‘I shall be too cold to move soon,’ Mr Dimmesdale thought. ‘I won't even be able to walk down the steps.’ Crazy pictures passed before his eyes. “Someone will find me here in the early morning, and will run around knocking on doors. Everyone will hurry out in their night-clothes Governor Bellingham, with his buttons undone; his sister, mad Mistress Hibbins, staring with her wild eyes; and good Father Wilson too, tired after spending half the night at a death-bed. Yes, everyone in the world will come running! And who will they see? They will see their priest, half-frozen to death, covered with shame, and standing where Hester Prynne once stood!”
Now he began to laugh, loudly and wildly, unable to stop himself. Then he heard an answering laugh a child's laugh and his heart jumped. It was little Pearl.
"Pearl he cried. "Little Pearl!" Then more softly, 'Hester! Hester Prynne, are you there?

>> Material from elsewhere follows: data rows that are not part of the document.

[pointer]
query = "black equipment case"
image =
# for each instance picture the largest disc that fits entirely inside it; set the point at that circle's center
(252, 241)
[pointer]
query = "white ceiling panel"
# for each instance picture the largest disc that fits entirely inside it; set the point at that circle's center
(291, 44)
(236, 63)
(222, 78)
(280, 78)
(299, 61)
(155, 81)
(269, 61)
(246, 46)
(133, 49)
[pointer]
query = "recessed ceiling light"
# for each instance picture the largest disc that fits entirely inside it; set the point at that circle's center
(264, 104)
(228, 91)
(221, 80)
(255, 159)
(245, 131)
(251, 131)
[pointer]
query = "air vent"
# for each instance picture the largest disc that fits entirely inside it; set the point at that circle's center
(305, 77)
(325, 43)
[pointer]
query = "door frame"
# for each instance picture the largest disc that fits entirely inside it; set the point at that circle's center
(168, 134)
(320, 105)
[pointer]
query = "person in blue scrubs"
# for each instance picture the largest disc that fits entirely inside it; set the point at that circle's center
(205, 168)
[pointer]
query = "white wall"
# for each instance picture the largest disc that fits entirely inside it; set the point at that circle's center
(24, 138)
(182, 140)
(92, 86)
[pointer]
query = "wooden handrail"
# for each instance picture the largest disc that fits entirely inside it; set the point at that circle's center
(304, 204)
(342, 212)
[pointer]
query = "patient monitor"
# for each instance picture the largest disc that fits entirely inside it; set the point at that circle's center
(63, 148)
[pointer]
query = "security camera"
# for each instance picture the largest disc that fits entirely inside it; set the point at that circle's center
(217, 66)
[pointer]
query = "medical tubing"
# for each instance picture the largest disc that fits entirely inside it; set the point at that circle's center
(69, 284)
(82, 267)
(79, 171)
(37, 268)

Yes, it is me," Hester Prynne replied. She sounded surprised. "lt is me, and my little Pearl”
Where have you come from, Hester?" he asked.

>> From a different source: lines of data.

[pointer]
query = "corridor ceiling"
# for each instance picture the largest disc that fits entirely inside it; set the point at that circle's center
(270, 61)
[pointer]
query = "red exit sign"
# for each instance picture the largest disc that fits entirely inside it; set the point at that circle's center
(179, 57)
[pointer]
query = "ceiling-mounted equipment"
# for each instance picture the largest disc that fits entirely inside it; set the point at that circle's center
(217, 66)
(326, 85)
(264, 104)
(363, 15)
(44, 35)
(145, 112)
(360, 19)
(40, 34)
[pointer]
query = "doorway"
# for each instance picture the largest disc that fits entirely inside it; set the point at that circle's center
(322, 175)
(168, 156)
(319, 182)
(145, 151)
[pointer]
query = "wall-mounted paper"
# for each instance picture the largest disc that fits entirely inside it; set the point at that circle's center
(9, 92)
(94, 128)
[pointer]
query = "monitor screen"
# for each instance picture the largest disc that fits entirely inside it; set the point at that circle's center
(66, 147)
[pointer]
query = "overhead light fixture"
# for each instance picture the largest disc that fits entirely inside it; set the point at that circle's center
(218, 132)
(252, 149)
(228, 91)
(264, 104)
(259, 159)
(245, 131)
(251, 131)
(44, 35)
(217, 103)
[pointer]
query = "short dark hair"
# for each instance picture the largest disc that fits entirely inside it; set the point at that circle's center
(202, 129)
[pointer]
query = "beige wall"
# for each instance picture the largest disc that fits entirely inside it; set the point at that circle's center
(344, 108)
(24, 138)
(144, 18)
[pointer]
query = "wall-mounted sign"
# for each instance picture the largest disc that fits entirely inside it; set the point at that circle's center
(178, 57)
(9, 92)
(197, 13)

“From Mr Winthrop's death-bed," she said. “I”ve measured him for his burial-clothes, and I am now going home.'
"Come up here, Hester, you and little Pearl,” said the priest. “You have both been here before, but I was not with you. Come up now, and all three of us shall stand together.”

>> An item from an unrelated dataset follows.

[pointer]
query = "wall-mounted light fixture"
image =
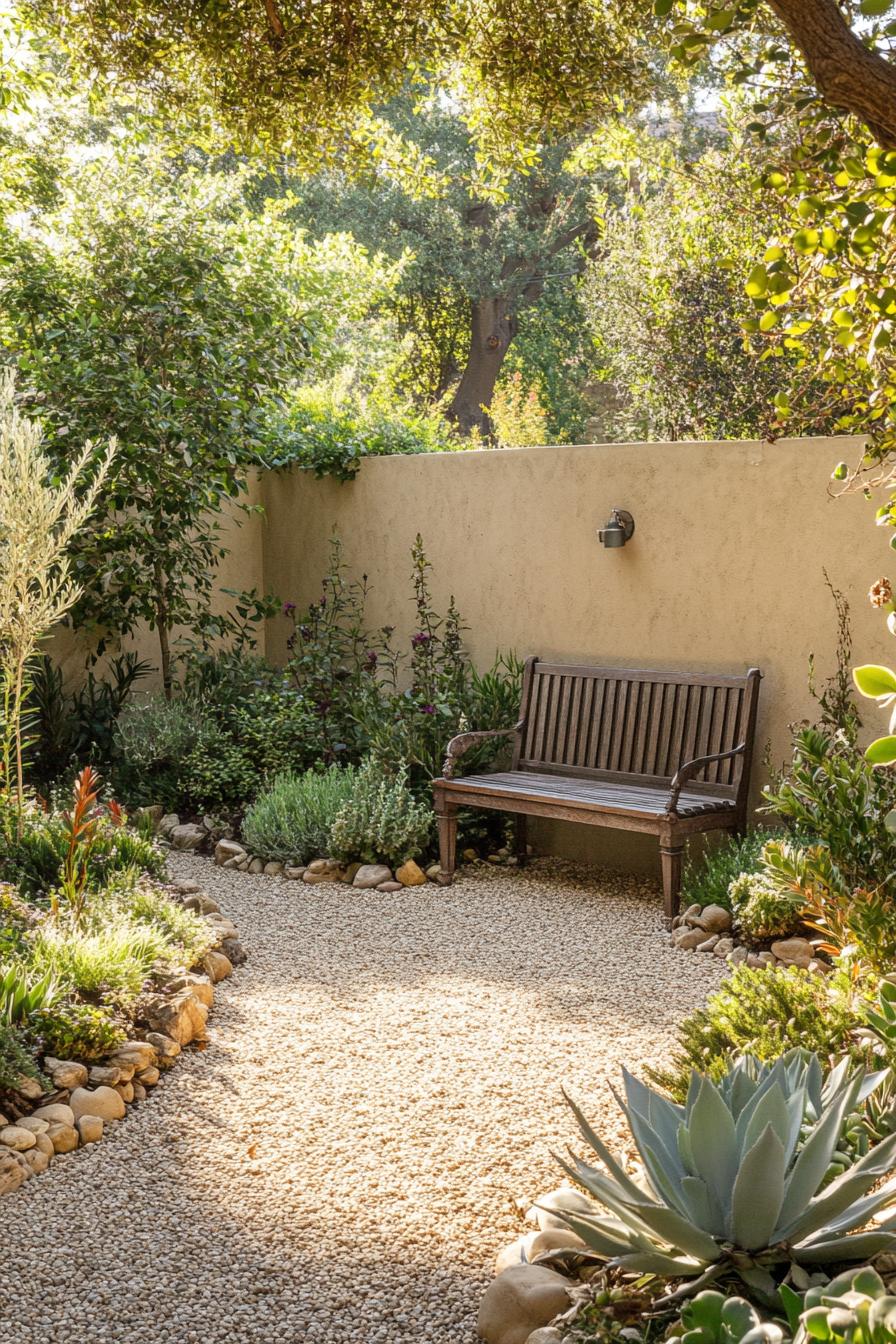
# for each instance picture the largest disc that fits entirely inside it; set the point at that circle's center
(618, 528)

Hester silently climbed up the steps and stood on the platform holding Pearl's hand. The priest found and held the child's other hand, and immediately felt a warm, strong feeling in his heart, filling it with new life.
Pearl looked up at the priest. Will you stand here with mother and me tomorrow, Mr Dimmesdale?" she whispered.
“No, my little Pearl,” answered the priest. The moment of passionate feeling had passed. Already, he was trembling, and all his fear of public shame had returned. "I shall stand with you and your mother one day, but not tomorrow.'
“When?” Pearl asked. "What day?" She tried to pull her hand away from the priest's.
"The great judgement day," he whispered. “Then, and there, your mother and I must stand together. But not before then; not in the daylight of this world.”
Before he had finished speaking, a light appeared, far and wide in the night sky. It was almost certainly caused by a meteor, and it lit up the whole street like day. And there stood the priest, with his hand over his heart; and Hester Prynne, with the scarlet letter on her bosom; and little Pearl standing between these two, looking up at the priest with a playful smile. She pointed across the street, but he put both his hands across his chest and looked up at the sky.
However, he knew that little Pearl was pointing her finger at a man standing near the scaffold-Roger Chillingworth. Did the priest see him too? Or, in the strange unearthly light, did he see only the evil smile, the hate behind the eyes, and believe that he was seeing the Devil himself?
The meteor disappeared as suddenly as it had appeared. Mr Dimmesdale, now trembling with terror, said, "Who is that man, Hester? Do you know him? I hate him, Hester!"
She remembered her promise, and was silent.
“Who is he? Who is he?” cried Mr Dimmesdale. “Can you do nothing for me? I have a horror of the man!”
"I can tell you who he is," said little Pearl.
"Quickly, then, child,' said the priest.” “Whisper to me!” But the child whispered meaningless words into the priest's ear, and laughed.
“Why are you playing games with me” said the priest.
“You would not promise to hold my hand, and my mother's hand, here tomorrow,” replied the child.
The doctor was now by the platform. “Mr Dimmesdale!" he said. "Have you been walking in your sleep? Come, my dear friend, let me take you home.”
“How did you know I was here?” asked the priest, fearfully.
“I did not know,” said Chillingworth. “I have been with Mr Winthrop, doing what little I could for a dying man. Now I am on my way home. Come with me, please, or you will not be well enough to do your work tomorrow. You should not study so hard, good sir!”
“I will go home with you,” said Mr Dimmesdale, defeated. And, like someone waking up from an ugly dream, he followed the doctor back to their house.